Following is the text of the press release from Markit for the UK:

The UK manufacturing sector ended 2013 on a positive footing. December saw rates of expansion in production and new orders both remain among the highest in the 22-year survey history, leading to a pace of job creation close to November’s two-and-a-half year record. Companies benefited from strengthening domestic market conditions and a solid bounce in incoming new export orders.

The seasonally adjusted Markit/CIPS Purchasing Manager's Index® (PMI®) posted 57.3 in December, down slightly from November's 33-month high of 58.1, but still a level indicative of a robust improvement in overall operating conditions. Moreover, the average PMI reading for the final quarter as a whole (57.2) was the highest since Q1 2011.

Manufacturing output rose for the ninth successive month in December, underpinned by rising levels of incoming new work and efforts to clear backlogs of work. Meeting the needs of current and existing contracts also led to a further solid reduction in post-production inventories. Subsequently, the stocks of finished goods to new orders ratio posted one of its highest readings in the survey history to date (albeit below November's series record).

The level of new export business increased for the ninth consecutive month in December. However, the rate of growth eased to the weakest since September. UK manufacturers reported improved demand from Brazil, China, Ireland, Russia and the USA.

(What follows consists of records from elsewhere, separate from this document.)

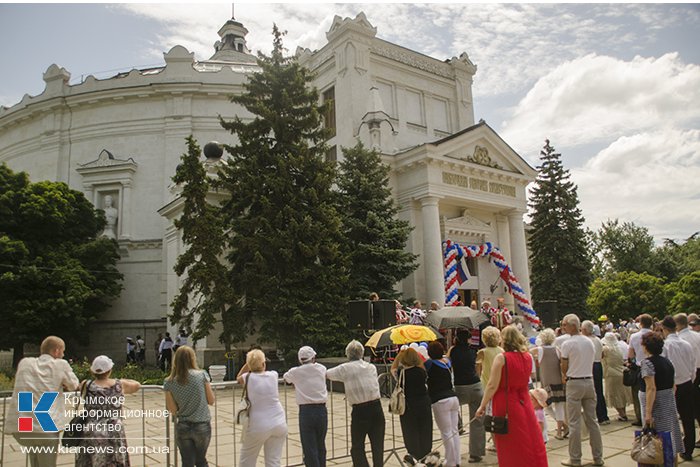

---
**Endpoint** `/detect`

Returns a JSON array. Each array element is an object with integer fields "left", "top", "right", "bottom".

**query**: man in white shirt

[
  {"left": 661, "top": 316, "right": 695, "bottom": 461},
  {"left": 581, "top": 320, "right": 610, "bottom": 425},
  {"left": 561, "top": 314, "right": 605, "bottom": 466},
  {"left": 673, "top": 313, "right": 700, "bottom": 447},
  {"left": 627, "top": 313, "right": 654, "bottom": 426},
  {"left": 284, "top": 345, "right": 328, "bottom": 467},
  {"left": 616, "top": 334, "right": 630, "bottom": 358},
  {"left": 326, "top": 340, "right": 384, "bottom": 467},
  {"left": 5, "top": 336, "right": 79, "bottom": 467}
]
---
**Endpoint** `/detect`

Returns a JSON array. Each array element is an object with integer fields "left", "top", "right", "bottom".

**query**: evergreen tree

[
  {"left": 0, "top": 164, "right": 122, "bottom": 365},
  {"left": 529, "top": 140, "right": 591, "bottom": 315},
  {"left": 338, "top": 142, "right": 418, "bottom": 299},
  {"left": 170, "top": 135, "right": 241, "bottom": 350},
  {"left": 221, "top": 26, "right": 347, "bottom": 351}
]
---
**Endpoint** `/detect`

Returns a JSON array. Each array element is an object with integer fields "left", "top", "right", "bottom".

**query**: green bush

[{"left": 71, "top": 359, "right": 168, "bottom": 385}]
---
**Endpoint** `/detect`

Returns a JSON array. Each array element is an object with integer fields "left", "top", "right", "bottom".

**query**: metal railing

[{"left": 0, "top": 380, "right": 440, "bottom": 467}]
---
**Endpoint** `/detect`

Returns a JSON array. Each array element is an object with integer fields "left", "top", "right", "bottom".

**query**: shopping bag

[{"left": 634, "top": 430, "right": 676, "bottom": 467}]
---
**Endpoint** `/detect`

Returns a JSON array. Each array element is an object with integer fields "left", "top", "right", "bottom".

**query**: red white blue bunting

[{"left": 442, "top": 240, "right": 540, "bottom": 324}]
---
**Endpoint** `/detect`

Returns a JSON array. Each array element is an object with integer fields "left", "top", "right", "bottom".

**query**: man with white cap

[
  {"left": 284, "top": 345, "right": 328, "bottom": 467},
  {"left": 5, "top": 336, "right": 79, "bottom": 467}
]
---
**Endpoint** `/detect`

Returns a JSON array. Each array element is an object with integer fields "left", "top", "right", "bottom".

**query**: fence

[{"left": 0, "top": 381, "right": 446, "bottom": 467}]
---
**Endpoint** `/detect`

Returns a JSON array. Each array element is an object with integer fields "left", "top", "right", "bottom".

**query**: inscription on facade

[{"left": 442, "top": 172, "right": 515, "bottom": 198}]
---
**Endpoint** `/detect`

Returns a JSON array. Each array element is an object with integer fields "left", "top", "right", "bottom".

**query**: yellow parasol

[{"left": 365, "top": 324, "right": 443, "bottom": 348}]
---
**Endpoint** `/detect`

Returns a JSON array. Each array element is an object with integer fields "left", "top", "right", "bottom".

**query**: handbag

[
  {"left": 630, "top": 427, "right": 664, "bottom": 465},
  {"left": 234, "top": 373, "right": 250, "bottom": 428},
  {"left": 61, "top": 380, "right": 92, "bottom": 448},
  {"left": 484, "top": 355, "right": 508, "bottom": 435},
  {"left": 389, "top": 369, "right": 406, "bottom": 415},
  {"left": 622, "top": 363, "right": 642, "bottom": 387}
]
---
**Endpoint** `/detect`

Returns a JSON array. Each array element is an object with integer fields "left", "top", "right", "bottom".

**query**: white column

[
  {"left": 118, "top": 182, "right": 131, "bottom": 240},
  {"left": 508, "top": 211, "right": 532, "bottom": 300},
  {"left": 420, "top": 196, "right": 445, "bottom": 307},
  {"left": 493, "top": 214, "right": 522, "bottom": 310},
  {"left": 496, "top": 214, "right": 511, "bottom": 268},
  {"left": 83, "top": 183, "right": 97, "bottom": 207}
]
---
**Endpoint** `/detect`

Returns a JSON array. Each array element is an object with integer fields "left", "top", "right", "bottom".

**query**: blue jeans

[
  {"left": 299, "top": 404, "right": 328, "bottom": 467},
  {"left": 175, "top": 422, "right": 211, "bottom": 467}
]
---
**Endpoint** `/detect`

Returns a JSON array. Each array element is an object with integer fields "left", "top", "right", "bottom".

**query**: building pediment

[
  {"left": 326, "top": 12, "right": 377, "bottom": 42},
  {"left": 394, "top": 122, "right": 537, "bottom": 185},
  {"left": 428, "top": 121, "right": 537, "bottom": 180},
  {"left": 440, "top": 209, "right": 493, "bottom": 238},
  {"left": 78, "top": 149, "right": 136, "bottom": 172}
]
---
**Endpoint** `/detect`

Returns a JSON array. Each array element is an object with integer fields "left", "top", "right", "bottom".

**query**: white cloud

[
  {"left": 502, "top": 53, "right": 700, "bottom": 154},
  {"left": 116, "top": 3, "right": 698, "bottom": 103},
  {"left": 571, "top": 129, "right": 700, "bottom": 240}
]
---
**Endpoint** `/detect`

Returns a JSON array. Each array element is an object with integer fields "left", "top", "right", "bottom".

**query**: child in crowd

[{"left": 530, "top": 388, "right": 549, "bottom": 444}]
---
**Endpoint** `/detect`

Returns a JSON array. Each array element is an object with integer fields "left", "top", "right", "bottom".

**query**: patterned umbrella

[
  {"left": 426, "top": 306, "right": 489, "bottom": 329},
  {"left": 365, "top": 324, "right": 443, "bottom": 348}
]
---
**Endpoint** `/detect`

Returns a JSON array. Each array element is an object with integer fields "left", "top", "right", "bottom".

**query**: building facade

[{"left": 0, "top": 13, "right": 536, "bottom": 361}]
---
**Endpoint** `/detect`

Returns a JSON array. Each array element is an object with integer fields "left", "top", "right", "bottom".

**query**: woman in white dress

[{"left": 601, "top": 332, "right": 632, "bottom": 422}]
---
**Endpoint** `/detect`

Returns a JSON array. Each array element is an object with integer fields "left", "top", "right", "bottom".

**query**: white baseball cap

[
  {"left": 299, "top": 345, "right": 316, "bottom": 363},
  {"left": 90, "top": 355, "right": 114, "bottom": 375}
]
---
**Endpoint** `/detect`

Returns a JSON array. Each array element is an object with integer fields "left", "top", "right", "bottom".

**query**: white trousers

[
  {"left": 432, "top": 396, "right": 460, "bottom": 467},
  {"left": 238, "top": 424, "right": 287, "bottom": 467}
]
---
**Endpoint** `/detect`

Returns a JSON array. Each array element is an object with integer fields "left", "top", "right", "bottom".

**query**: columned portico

[
  {"left": 508, "top": 209, "right": 530, "bottom": 297},
  {"left": 419, "top": 196, "right": 445, "bottom": 306}
]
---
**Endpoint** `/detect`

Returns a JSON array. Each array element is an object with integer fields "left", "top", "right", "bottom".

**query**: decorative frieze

[
  {"left": 442, "top": 172, "right": 516, "bottom": 198},
  {"left": 370, "top": 44, "right": 454, "bottom": 79}
]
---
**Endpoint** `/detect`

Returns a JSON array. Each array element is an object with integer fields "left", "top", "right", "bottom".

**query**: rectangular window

[
  {"left": 377, "top": 82, "right": 396, "bottom": 118},
  {"left": 322, "top": 87, "right": 335, "bottom": 138},
  {"left": 326, "top": 146, "right": 338, "bottom": 162},
  {"left": 431, "top": 99, "right": 450, "bottom": 131},
  {"left": 405, "top": 89, "right": 425, "bottom": 126}
]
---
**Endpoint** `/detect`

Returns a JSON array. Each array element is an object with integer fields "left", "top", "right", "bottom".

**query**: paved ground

[{"left": 0, "top": 387, "right": 700, "bottom": 467}]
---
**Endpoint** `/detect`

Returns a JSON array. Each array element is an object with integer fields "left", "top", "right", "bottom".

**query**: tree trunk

[{"left": 12, "top": 342, "right": 24, "bottom": 369}]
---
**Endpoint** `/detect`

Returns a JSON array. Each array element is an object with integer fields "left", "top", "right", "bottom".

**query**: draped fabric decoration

[{"left": 442, "top": 240, "right": 540, "bottom": 324}]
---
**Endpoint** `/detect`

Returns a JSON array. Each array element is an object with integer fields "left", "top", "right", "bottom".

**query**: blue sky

[{"left": 0, "top": 3, "right": 700, "bottom": 240}]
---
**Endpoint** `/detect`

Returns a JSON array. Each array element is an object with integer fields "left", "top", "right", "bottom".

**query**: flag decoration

[{"left": 442, "top": 240, "right": 540, "bottom": 324}]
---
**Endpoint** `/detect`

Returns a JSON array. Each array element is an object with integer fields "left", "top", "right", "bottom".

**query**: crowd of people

[{"left": 8, "top": 313, "right": 700, "bottom": 467}]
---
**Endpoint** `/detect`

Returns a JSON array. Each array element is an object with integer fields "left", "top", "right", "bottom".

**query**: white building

[{"left": 0, "top": 13, "right": 536, "bottom": 361}]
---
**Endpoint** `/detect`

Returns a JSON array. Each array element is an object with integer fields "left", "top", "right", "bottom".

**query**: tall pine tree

[
  {"left": 221, "top": 26, "right": 347, "bottom": 351},
  {"left": 338, "top": 142, "right": 418, "bottom": 298},
  {"left": 170, "top": 135, "right": 241, "bottom": 349},
  {"left": 529, "top": 140, "right": 591, "bottom": 315}
]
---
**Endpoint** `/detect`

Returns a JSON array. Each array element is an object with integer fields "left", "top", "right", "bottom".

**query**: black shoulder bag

[
  {"left": 484, "top": 355, "right": 508, "bottom": 435},
  {"left": 61, "top": 379, "right": 92, "bottom": 448}
]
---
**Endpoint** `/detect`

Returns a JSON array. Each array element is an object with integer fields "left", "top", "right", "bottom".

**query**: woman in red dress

[{"left": 476, "top": 325, "right": 548, "bottom": 467}]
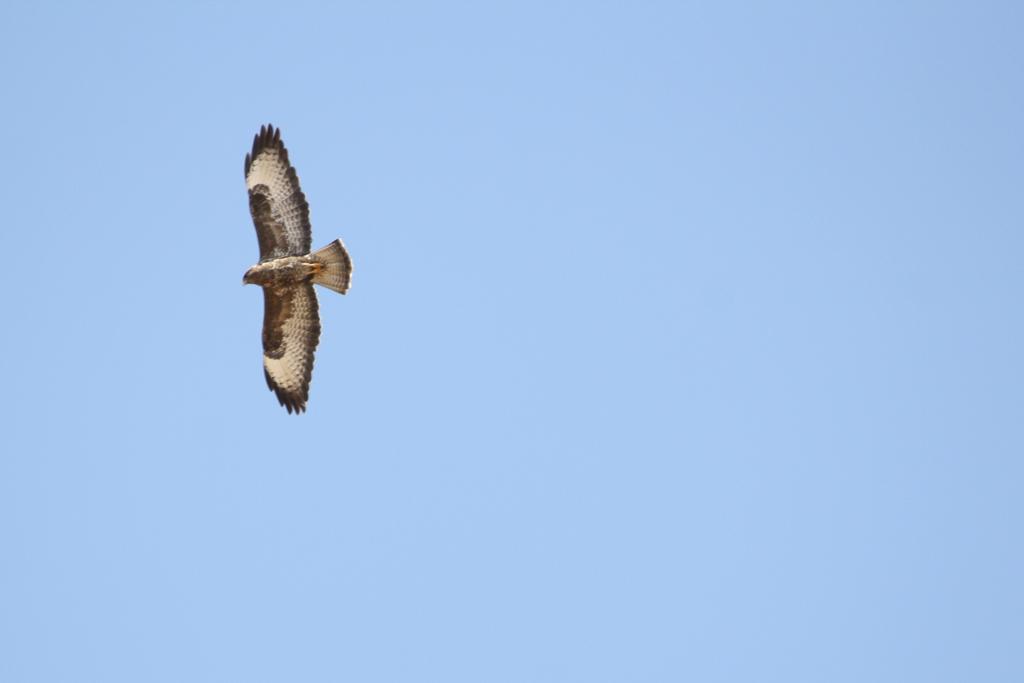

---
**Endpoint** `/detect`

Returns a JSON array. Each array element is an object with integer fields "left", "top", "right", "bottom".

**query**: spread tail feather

[{"left": 312, "top": 240, "right": 352, "bottom": 294}]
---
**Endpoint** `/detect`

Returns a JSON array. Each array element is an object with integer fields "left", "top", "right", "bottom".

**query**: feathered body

[{"left": 242, "top": 126, "right": 352, "bottom": 413}]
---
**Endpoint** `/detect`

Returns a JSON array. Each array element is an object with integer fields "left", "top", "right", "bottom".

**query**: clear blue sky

[{"left": 0, "top": 1, "right": 1024, "bottom": 683}]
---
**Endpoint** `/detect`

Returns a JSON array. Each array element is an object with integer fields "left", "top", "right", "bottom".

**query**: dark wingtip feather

[{"left": 246, "top": 123, "right": 289, "bottom": 175}]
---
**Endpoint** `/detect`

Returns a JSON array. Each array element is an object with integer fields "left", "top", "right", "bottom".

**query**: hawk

[{"left": 242, "top": 125, "right": 352, "bottom": 414}]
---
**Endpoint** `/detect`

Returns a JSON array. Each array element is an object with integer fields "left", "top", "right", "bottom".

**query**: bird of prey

[{"left": 242, "top": 125, "right": 352, "bottom": 414}]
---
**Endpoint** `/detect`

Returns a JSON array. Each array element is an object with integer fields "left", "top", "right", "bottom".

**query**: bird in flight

[{"left": 242, "top": 125, "right": 352, "bottom": 414}]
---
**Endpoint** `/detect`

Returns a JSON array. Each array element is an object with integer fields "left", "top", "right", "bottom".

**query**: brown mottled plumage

[{"left": 242, "top": 125, "right": 352, "bottom": 413}]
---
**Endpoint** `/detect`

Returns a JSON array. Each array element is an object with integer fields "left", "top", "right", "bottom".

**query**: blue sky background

[{"left": 0, "top": 1, "right": 1024, "bottom": 683}]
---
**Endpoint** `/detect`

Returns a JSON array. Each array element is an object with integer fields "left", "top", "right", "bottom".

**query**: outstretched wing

[
  {"left": 263, "top": 283, "right": 321, "bottom": 413},
  {"left": 246, "top": 125, "right": 311, "bottom": 263}
]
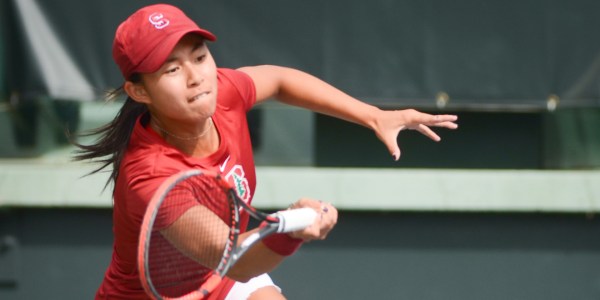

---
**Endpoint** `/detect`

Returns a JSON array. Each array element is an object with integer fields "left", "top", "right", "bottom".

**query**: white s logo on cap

[{"left": 148, "top": 13, "right": 169, "bottom": 29}]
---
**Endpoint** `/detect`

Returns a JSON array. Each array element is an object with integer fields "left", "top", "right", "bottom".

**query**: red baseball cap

[{"left": 113, "top": 4, "right": 217, "bottom": 80}]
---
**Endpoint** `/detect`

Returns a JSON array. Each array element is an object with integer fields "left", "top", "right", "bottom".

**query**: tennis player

[{"left": 75, "top": 4, "right": 457, "bottom": 299}]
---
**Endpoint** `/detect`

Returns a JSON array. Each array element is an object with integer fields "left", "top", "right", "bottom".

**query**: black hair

[{"left": 71, "top": 74, "right": 148, "bottom": 187}]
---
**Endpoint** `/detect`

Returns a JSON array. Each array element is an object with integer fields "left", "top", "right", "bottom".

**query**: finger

[
  {"left": 431, "top": 122, "right": 458, "bottom": 129},
  {"left": 417, "top": 124, "right": 442, "bottom": 142}
]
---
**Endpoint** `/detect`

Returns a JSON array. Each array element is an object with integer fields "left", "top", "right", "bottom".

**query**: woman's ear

[{"left": 123, "top": 81, "right": 150, "bottom": 103}]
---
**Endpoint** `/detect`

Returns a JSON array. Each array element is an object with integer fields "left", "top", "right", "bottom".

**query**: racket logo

[{"left": 148, "top": 13, "right": 170, "bottom": 29}]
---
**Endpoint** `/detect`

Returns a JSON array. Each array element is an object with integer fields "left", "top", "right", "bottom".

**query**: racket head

[{"left": 138, "top": 170, "right": 240, "bottom": 299}]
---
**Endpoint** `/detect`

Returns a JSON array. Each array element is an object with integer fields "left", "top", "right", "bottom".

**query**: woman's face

[{"left": 141, "top": 34, "right": 217, "bottom": 126}]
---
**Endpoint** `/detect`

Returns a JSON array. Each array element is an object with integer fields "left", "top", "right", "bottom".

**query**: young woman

[{"left": 76, "top": 4, "right": 457, "bottom": 299}]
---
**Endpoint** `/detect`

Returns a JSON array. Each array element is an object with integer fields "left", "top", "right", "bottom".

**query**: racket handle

[{"left": 275, "top": 207, "right": 317, "bottom": 233}]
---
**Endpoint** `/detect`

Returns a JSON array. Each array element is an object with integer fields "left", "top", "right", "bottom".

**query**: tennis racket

[{"left": 138, "top": 170, "right": 317, "bottom": 299}]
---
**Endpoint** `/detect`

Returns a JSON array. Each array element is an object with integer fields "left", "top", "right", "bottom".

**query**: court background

[{"left": 0, "top": 0, "right": 600, "bottom": 299}]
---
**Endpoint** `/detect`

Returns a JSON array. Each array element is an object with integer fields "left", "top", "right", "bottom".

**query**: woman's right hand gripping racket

[{"left": 138, "top": 170, "right": 317, "bottom": 299}]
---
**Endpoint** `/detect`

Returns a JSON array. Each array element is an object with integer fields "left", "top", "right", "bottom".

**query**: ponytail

[{"left": 71, "top": 78, "right": 148, "bottom": 188}]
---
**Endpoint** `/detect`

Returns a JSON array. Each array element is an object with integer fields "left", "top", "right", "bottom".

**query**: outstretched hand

[{"left": 374, "top": 109, "right": 458, "bottom": 160}]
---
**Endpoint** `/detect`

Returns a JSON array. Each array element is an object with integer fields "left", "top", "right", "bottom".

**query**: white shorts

[{"left": 225, "top": 273, "right": 281, "bottom": 300}]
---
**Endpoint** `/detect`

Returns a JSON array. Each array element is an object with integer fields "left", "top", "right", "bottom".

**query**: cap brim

[{"left": 135, "top": 28, "right": 217, "bottom": 73}]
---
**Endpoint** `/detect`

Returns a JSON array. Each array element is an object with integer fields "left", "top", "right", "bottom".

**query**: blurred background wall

[{"left": 0, "top": 0, "right": 600, "bottom": 299}]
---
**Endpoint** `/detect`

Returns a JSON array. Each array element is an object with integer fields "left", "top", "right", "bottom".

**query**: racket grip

[{"left": 275, "top": 207, "right": 317, "bottom": 233}]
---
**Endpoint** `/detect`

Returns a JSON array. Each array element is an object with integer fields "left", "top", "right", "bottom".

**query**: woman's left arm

[{"left": 239, "top": 65, "right": 458, "bottom": 160}]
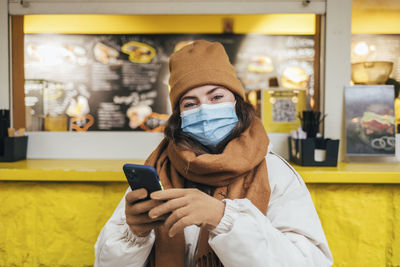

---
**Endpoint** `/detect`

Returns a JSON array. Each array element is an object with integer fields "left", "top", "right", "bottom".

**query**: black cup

[{"left": 299, "top": 110, "right": 321, "bottom": 137}]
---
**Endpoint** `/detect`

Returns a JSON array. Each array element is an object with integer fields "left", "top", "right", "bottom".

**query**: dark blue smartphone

[{"left": 122, "top": 164, "right": 163, "bottom": 200}]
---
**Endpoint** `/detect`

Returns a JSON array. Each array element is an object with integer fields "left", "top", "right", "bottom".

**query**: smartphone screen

[{"left": 122, "top": 164, "right": 163, "bottom": 199}]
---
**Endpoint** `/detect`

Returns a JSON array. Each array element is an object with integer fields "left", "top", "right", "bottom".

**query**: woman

[{"left": 95, "top": 40, "right": 332, "bottom": 267}]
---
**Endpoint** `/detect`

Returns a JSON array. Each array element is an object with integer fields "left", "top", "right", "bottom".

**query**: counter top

[{"left": 0, "top": 159, "right": 400, "bottom": 184}]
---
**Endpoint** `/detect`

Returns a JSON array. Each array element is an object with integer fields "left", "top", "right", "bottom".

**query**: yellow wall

[
  {"left": 0, "top": 182, "right": 400, "bottom": 267},
  {"left": 24, "top": 14, "right": 315, "bottom": 34}
]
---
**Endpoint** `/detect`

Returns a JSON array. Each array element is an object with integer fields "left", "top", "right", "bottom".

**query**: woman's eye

[
  {"left": 212, "top": 95, "right": 224, "bottom": 101},
  {"left": 183, "top": 103, "right": 196, "bottom": 108}
]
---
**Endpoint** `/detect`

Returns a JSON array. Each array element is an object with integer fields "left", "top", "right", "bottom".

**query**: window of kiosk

[
  {"left": 7, "top": 6, "right": 334, "bottom": 158},
  {"left": 19, "top": 14, "right": 319, "bottom": 132}
]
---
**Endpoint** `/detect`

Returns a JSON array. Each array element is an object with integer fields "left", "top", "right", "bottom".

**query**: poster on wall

[
  {"left": 25, "top": 34, "right": 314, "bottom": 131},
  {"left": 345, "top": 85, "right": 395, "bottom": 156}
]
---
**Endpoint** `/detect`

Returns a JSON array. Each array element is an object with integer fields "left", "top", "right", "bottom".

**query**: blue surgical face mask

[{"left": 181, "top": 102, "right": 238, "bottom": 148}]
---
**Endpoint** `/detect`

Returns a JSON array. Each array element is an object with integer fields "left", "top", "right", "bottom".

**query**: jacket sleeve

[
  {"left": 209, "top": 154, "right": 333, "bottom": 267},
  {"left": 94, "top": 189, "right": 155, "bottom": 267}
]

December data signalled an eighth successive monthly increase in manufacturing employment. The rate of jobs growth was the second-strongest in the past two-and-a-half years, down only slightly from that registered in November. Higher employment reflected the increases in production and new orders.

On the price front, average input costs and output charges both rose at faster rates in December. Purchase price inflation accelerated to a 28-month high, pushed up by the increased costs of commodities, energy, meat, paper, packaging, polymers and timber. There were also some reports that suppliers were raising their prices in response to increased raw material demand and shortages of certain inputs. Concurrently, average vendor lead times lengthened for the seventh month in a row.

Output charges rose at the fastest clip since September 2011. Where an increase in factory gate prices was recorded, this was linked to escalating raw material costs. There were also reports of charges being raised in response to improved demand.